COMMUNICATION, Health Equity & Policy

Close-up photograph of an open book, taken from top-down, perspective aligned with the book’s spine as the pages fan out. Image credit: Jonas Jacobsson/Unsplash
Image credit: Jonas Jacobsson/Unsplash
  • “Guidelines by some top publishers and journals on the use of GAI by authors are lacking. Among those that provided guidelines, the allowable uses of GAI and how it should be disclosed varied substantially, with this heterogeneity persisting in some instances among affiliated publishers and journals. Lack of standardization places a burden on authors and could limit the effectiveness of the regulations. As GAI continues to grow in popularity, standardized guidelines to protect the integrity of scientific output are needed.” A bibliometric analysis published in BMJ by Ganjavi and colleagues surveys the current state of biomedical publishing policies with respect to the use of generative AI (such as LLM chatbots and image generators).
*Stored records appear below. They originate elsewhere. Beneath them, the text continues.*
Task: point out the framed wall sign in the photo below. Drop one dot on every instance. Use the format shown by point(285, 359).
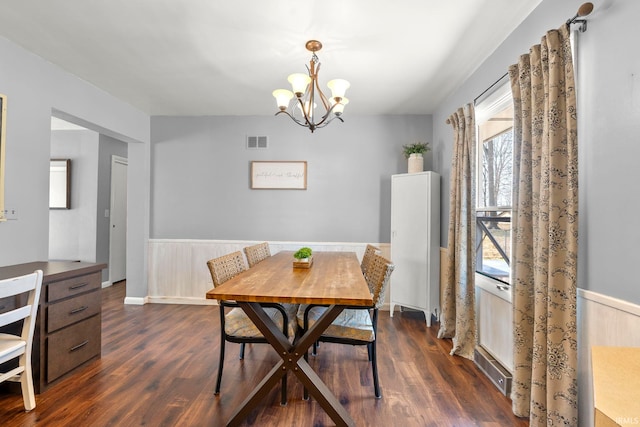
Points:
point(276, 175)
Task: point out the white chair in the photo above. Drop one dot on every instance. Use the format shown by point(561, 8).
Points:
point(19, 346)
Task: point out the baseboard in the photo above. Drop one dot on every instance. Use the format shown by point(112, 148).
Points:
point(181, 300)
point(135, 300)
point(498, 375)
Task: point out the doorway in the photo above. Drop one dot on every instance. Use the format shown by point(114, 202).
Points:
point(118, 221)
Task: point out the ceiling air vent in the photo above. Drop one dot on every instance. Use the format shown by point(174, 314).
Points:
point(257, 142)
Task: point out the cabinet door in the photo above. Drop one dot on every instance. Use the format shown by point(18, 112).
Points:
point(409, 239)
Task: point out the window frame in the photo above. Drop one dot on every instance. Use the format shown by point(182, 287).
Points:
point(493, 101)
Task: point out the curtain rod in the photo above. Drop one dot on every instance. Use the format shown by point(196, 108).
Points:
point(583, 10)
point(490, 87)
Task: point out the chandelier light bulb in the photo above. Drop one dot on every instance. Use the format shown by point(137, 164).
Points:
point(338, 87)
point(283, 96)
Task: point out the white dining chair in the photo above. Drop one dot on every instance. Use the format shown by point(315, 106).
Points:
point(14, 346)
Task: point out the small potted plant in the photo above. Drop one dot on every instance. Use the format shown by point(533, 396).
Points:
point(303, 257)
point(414, 153)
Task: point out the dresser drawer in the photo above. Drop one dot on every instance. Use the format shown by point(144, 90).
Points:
point(72, 346)
point(66, 312)
point(74, 286)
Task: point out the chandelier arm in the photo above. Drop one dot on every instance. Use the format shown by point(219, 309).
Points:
point(305, 113)
point(294, 119)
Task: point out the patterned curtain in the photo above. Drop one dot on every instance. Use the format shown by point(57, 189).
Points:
point(545, 230)
point(457, 320)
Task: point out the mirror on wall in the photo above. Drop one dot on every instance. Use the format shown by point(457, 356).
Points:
point(60, 184)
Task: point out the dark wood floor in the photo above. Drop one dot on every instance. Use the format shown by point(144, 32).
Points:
point(159, 363)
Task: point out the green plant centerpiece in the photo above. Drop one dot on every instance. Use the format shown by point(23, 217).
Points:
point(415, 148)
point(303, 253)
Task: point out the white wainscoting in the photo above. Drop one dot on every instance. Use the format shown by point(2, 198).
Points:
point(602, 321)
point(178, 272)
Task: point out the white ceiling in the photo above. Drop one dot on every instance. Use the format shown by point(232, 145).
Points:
point(207, 57)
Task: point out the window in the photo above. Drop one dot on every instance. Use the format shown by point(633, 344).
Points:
point(494, 120)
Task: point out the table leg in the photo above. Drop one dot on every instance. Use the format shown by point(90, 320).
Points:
point(292, 360)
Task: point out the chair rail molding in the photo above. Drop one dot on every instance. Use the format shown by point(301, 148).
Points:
point(602, 321)
point(178, 272)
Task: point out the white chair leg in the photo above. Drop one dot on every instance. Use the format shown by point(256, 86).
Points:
point(26, 383)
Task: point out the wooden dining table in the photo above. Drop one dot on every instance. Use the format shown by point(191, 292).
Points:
point(334, 279)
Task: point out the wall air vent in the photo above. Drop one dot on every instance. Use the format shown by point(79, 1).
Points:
point(257, 142)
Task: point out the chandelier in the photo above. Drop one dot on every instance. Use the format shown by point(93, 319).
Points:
point(305, 89)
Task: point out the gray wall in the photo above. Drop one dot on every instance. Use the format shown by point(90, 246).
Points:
point(609, 117)
point(200, 178)
point(35, 90)
point(608, 89)
point(72, 232)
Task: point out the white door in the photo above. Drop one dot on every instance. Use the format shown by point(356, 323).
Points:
point(118, 222)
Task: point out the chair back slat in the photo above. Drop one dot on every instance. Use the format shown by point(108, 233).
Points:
point(257, 253)
point(377, 277)
point(226, 267)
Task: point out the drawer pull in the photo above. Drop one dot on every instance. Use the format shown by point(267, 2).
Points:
point(78, 310)
point(79, 346)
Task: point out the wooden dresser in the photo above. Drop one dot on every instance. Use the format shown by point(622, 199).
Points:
point(68, 329)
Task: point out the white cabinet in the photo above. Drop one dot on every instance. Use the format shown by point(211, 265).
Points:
point(415, 242)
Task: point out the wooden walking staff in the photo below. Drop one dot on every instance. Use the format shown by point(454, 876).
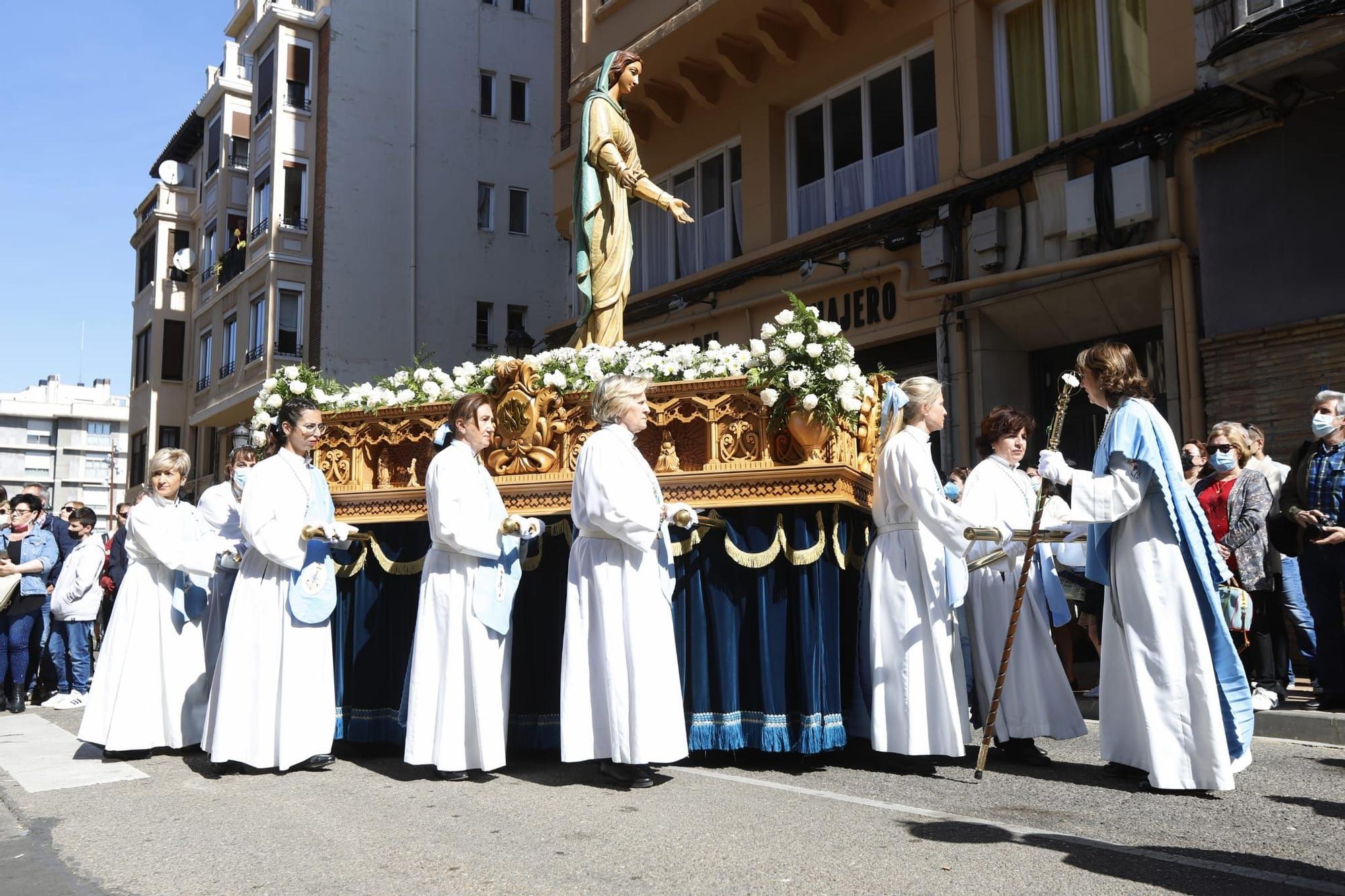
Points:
point(1069, 386)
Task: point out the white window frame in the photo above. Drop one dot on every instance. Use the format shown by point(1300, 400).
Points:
point(902, 61)
point(490, 206)
point(528, 210)
point(494, 79)
point(1052, 61)
point(528, 100)
point(665, 182)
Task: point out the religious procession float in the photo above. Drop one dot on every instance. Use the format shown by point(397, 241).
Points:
point(771, 443)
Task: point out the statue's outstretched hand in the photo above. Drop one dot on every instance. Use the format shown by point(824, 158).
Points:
point(680, 210)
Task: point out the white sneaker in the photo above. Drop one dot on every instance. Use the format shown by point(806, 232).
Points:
point(1264, 700)
point(75, 700)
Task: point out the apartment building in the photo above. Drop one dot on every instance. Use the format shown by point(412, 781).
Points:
point(69, 438)
point(974, 190)
point(357, 184)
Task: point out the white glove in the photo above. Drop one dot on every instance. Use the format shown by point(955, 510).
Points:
point(675, 509)
point(1052, 466)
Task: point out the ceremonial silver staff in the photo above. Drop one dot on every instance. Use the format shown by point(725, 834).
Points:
point(1069, 386)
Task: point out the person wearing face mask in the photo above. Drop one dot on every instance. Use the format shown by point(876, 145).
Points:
point(1237, 502)
point(151, 685)
point(1194, 460)
point(1175, 705)
point(1038, 700)
point(458, 682)
point(221, 506)
point(1315, 498)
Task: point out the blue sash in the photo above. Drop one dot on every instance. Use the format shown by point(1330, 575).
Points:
point(313, 588)
point(497, 581)
point(189, 595)
point(1139, 432)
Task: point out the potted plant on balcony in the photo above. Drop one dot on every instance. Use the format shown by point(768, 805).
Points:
point(808, 376)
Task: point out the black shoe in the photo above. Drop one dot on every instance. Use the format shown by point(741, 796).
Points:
point(314, 763)
point(126, 754)
point(1023, 751)
point(1130, 772)
point(644, 776)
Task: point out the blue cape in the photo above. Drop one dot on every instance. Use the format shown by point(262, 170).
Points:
point(588, 193)
point(1137, 431)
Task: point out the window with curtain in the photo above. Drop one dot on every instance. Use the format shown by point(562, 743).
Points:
point(1063, 67)
point(867, 143)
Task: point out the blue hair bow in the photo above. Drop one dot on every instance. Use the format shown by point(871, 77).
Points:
point(894, 400)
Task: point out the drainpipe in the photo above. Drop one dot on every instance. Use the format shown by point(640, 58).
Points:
point(415, 157)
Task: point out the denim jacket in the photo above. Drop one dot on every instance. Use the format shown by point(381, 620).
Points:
point(37, 545)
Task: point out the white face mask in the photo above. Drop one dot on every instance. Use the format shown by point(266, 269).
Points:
point(1325, 424)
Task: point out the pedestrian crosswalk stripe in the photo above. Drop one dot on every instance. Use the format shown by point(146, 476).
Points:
point(41, 756)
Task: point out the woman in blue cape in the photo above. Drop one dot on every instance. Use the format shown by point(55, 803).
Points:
point(1175, 704)
point(607, 167)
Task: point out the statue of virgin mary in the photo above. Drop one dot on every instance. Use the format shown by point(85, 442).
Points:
point(607, 169)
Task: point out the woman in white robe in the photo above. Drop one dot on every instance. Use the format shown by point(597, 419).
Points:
point(1175, 706)
point(151, 685)
point(1038, 700)
point(915, 571)
point(621, 685)
point(458, 694)
point(221, 509)
point(274, 698)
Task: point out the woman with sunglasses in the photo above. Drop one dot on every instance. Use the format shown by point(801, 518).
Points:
point(1237, 502)
point(272, 702)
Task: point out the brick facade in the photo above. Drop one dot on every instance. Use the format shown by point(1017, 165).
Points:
point(1269, 377)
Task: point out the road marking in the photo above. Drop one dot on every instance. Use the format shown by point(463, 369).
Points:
point(1020, 831)
point(41, 756)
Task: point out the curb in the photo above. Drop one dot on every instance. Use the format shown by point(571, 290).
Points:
point(1286, 724)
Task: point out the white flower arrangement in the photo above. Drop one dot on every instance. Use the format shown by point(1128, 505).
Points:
point(808, 365)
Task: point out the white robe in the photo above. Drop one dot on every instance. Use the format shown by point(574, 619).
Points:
point(1159, 700)
point(919, 690)
point(274, 698)
point(1038, 700)
point(458, 702)
point(151, 686)
point(223, 513)
point(621, 685)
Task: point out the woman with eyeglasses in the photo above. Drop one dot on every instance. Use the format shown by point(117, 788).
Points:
point(150, 688)
point(28, 553)
point(1237, 502)
point(272, 702)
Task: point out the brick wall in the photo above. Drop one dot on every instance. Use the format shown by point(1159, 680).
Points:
point(1269, 377)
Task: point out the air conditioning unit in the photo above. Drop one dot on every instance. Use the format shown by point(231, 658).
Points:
point(1249, 11)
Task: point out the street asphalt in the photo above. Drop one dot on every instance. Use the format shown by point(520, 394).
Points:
point(720, 822)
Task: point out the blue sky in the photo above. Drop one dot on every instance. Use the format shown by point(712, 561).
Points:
point(84, 120)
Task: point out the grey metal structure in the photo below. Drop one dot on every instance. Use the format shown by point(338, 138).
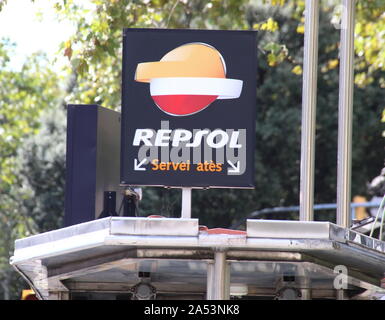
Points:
point(345, 114)
point(104, 259)
point(309, 103)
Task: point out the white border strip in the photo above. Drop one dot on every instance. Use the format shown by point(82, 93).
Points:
point(223, 88)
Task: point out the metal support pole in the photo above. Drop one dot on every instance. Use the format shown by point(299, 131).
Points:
point(186, 203)
point(218, 278)
point(345, 114)
point(309, 102)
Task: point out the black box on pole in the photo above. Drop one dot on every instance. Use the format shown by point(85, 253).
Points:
point(92, 161)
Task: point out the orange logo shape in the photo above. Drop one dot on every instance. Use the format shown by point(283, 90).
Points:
point(188, 79)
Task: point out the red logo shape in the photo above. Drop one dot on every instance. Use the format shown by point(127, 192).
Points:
point(188, 79)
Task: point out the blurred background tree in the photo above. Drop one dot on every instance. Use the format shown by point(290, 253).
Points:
point(33, 101)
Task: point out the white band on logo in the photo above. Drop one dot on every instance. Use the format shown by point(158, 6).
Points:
point(223, 88)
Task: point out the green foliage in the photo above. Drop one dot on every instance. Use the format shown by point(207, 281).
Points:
point(24, 95)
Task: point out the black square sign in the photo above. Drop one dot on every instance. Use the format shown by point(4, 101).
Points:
point(188, 108)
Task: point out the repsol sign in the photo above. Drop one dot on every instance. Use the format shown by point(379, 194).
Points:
point(188, 108)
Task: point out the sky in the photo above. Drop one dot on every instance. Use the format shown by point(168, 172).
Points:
point(20, 23)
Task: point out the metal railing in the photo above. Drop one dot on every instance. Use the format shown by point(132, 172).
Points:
point(317, 207)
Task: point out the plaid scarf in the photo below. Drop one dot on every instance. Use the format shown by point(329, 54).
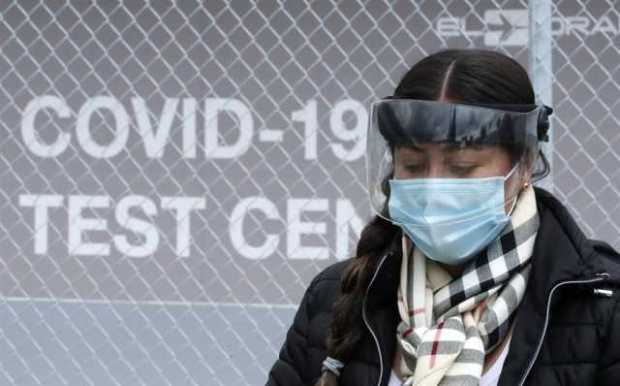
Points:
point(448, 324)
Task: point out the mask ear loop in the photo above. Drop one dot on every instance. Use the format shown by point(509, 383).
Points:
point(514, 201)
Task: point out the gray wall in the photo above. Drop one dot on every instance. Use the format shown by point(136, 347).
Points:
point(173, 175)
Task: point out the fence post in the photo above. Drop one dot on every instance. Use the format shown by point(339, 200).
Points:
point(540, 63)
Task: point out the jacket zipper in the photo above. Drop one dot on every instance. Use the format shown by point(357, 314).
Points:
point(600, 277)
point(365, 318)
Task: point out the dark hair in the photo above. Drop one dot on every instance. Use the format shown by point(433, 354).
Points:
point(468, 76)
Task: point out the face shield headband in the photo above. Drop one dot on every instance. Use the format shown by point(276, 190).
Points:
point(401, 123)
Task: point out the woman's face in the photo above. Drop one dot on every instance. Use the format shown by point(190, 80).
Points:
point(450, 161)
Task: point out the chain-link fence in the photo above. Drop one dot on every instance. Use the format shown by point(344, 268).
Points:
point(172, 175)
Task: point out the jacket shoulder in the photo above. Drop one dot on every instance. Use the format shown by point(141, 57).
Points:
point(325, 286)
point(609, 258)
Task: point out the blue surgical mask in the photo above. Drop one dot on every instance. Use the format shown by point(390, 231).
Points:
point(449, 219)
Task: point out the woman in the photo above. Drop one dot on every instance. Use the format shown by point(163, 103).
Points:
point(467, 275)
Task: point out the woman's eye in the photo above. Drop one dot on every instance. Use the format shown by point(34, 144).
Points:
point(463, 170)
point(412, 168)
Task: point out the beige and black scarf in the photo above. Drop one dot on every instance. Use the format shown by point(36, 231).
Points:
point(448, 324)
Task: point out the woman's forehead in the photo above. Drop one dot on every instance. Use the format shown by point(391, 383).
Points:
point(446, 148)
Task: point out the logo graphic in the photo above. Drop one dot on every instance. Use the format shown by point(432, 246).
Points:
point(506, 28)
point(510, 27)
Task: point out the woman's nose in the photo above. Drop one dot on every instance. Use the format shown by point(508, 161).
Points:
point(435, 170)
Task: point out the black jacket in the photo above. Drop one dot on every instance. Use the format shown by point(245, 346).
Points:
point(566, 332)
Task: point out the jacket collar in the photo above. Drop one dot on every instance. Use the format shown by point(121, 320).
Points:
point(561, 253)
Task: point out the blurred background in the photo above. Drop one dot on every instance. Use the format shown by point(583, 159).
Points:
point(173, 174)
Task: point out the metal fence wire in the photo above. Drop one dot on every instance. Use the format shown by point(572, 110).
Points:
point(173, 174)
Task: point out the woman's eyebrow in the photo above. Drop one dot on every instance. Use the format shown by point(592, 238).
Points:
point(453, 148)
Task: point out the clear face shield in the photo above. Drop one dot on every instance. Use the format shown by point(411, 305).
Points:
point(430, 141)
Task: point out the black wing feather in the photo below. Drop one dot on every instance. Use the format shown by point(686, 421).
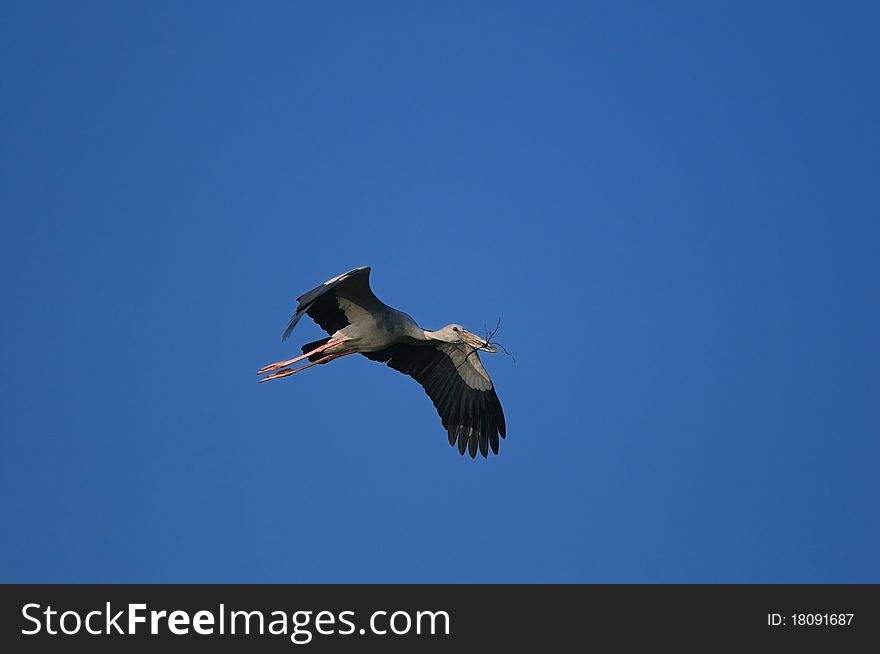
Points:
point(472, 417)
point(321, 304)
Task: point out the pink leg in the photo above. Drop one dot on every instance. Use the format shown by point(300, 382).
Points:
point(287, 371)
point(284, 364)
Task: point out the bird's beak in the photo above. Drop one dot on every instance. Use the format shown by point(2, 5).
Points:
point(476, 342)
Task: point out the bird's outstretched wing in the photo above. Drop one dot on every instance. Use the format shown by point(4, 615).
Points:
point(337, 302)
point(459, 386)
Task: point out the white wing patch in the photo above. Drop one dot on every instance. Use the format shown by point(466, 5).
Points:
point(468, 366)
point(354, 312)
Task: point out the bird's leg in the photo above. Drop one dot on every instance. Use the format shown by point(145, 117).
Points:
point(288, 371)
point(284, 364)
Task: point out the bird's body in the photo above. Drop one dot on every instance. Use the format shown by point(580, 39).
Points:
point(444, 362)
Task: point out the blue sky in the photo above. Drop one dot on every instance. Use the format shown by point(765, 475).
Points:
point(673, 209)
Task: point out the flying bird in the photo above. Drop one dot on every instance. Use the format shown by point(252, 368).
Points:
point(444, 362)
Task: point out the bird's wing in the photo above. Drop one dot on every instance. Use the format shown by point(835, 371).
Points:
point(337, 302)
point(459, 386)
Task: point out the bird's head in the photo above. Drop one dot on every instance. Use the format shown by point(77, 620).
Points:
point(458, 334)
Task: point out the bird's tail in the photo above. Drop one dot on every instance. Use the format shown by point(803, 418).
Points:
point(308, 347)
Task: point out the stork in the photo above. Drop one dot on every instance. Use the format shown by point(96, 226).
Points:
point(445, 362)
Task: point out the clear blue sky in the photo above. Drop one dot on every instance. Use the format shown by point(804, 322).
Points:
point(673, 209)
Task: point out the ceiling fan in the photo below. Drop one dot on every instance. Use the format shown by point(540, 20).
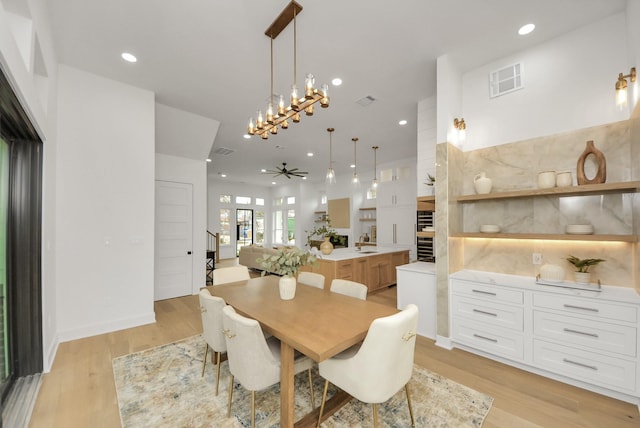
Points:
point(293, 172)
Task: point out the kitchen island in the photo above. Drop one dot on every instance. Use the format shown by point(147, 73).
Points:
point(373, 266)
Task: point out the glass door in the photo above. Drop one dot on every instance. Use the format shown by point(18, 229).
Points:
point(244, 228)
point(5, 368)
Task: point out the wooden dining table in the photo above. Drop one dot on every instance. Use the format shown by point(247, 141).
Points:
point(317, 323)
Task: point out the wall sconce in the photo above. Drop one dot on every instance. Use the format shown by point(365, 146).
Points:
point(461, 127)
point(621, 88)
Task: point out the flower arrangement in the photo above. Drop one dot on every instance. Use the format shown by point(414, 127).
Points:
point(583, 265)
point(286, 261)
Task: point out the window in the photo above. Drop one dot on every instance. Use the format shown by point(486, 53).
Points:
point(259, 219)
point(225, 226)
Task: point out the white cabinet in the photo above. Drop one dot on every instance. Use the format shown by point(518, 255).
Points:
point(586, 338)
point(417, 285)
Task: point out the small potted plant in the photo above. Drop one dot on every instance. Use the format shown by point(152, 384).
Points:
point(286, 262)
point(582, 274)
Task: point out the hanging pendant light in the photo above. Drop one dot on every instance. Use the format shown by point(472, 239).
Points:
point(374, 182)
point(331, 176)
point(355, 181)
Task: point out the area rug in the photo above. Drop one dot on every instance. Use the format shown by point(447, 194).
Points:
point(163, 387)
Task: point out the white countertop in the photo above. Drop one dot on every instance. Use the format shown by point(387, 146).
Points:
point(351, 253)
point(419, 267)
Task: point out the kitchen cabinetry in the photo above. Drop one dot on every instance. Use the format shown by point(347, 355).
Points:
point(585, 338)
point(570, 191)
point(396, 208)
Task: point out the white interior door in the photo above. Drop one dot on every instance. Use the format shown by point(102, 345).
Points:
point(174, 240)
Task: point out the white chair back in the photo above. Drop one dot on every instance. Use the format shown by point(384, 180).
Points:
point(349, 288)
point(312, 279)
point(251, 361)
point(230, 274)
point(384, 363)
point(211, 309)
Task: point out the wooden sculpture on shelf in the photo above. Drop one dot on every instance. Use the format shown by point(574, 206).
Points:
point(601, 174)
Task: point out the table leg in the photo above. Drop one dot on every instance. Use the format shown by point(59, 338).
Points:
point(286, 385)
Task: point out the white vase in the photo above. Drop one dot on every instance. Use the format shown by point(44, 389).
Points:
point(583, 277)
point(287, 285)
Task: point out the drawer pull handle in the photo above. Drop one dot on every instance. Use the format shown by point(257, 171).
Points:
point(485, 338)
point(484, 292)
point(584, 333)
point(485, 312)
point(586, 366)
point(582, 308)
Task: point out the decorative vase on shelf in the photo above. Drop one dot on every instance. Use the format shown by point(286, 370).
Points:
point(582, 277)
point(326, 247)
point(287, 285)
point(482, 183)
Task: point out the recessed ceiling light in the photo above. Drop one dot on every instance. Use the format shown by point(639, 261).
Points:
point(526, 29)
point(129, 57)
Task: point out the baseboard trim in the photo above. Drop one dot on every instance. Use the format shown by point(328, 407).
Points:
point(106, 327)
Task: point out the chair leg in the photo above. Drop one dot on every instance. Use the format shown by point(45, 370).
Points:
point(230, 394)
point(313, 398)
point(406, 389)
point(217, 371)
point(324, 397)
point(204, 359)
point(253, 409)
point(375, 415)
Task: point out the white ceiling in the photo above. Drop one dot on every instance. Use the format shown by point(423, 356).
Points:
point(211, 58)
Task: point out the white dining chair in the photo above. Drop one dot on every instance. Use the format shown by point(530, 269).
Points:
point(211, 311)
point(381, 367)
point(253, 360)
point(349, 288)
point(312, 279)
point(230, 274)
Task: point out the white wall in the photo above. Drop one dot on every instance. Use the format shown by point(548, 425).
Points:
point(568, 84)
point(105, 205)
point(182, 170)
point(38, 96)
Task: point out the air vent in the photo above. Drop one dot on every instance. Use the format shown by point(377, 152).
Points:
point(365, 101)
point(223, 151)
point(505, 80)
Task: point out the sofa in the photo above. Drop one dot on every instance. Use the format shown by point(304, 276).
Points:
point(249, 254)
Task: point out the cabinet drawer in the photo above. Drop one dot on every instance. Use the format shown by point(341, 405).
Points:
point(507, 316)
point(610, 372)
point(590, 307)
point(592, 333)
point(488, 339)
point(500, 294)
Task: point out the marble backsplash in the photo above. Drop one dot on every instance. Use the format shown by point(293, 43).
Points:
point(515, 167)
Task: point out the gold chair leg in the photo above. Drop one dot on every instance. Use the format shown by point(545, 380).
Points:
point(406, 389)
point(313, 398)
point(375, 415)
point(204, 359)
point(217, 371)
point(324, 397)
point(230, 394)
point(253, 409)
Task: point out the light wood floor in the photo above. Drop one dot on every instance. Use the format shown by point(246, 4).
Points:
point(79, 391)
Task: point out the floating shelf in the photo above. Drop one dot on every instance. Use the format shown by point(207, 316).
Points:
point(582, 190)
point(548, 236)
  • “The FDA has catalyzed and organized an entire field of expertise that has enhanced our understanding of pharmaceuticals and creating and disseminating expertise across stakeholders far beyond understanding incidents in isolation. AI is markedly opaque in contrast: mapping the ecosystem of companies and actors involved in AI development (and thus subject to any accountability or safety interventions) is a challenging task absent regulatory intervention.” A policy brief from the AI Now Institute explores how an FDA-analog might work in the context of developing regulation for artificial intelligence applications (H/T Sophia Bessias).
  • “The list is intended to spotlight the top 2% of influential scientists and intriguingly includes 235 authors purported to have publishing careers spanning over 80 years. For instance, William S. Marshall, a biologist from St. Francis Xavier University, is credited with a staggering 187 years of publishing, from 1834 to 2021. William Marshall is a retired professor….Similarly, Tom L. Blundell of Cambridge University is listed with a publication history beginning in 1853, yet he was born in 1942. Another historical figure, Lord Kelvin, is noted for publishing from 1849 until 2011, including posthumous publications after he died in 1907.” A guest post at the Scholarly Kitchen by Akirah Abduh points out some curious anomalies that emerged from a review of an annually updated bibliometric list that identifies the top tier of scientific productivity.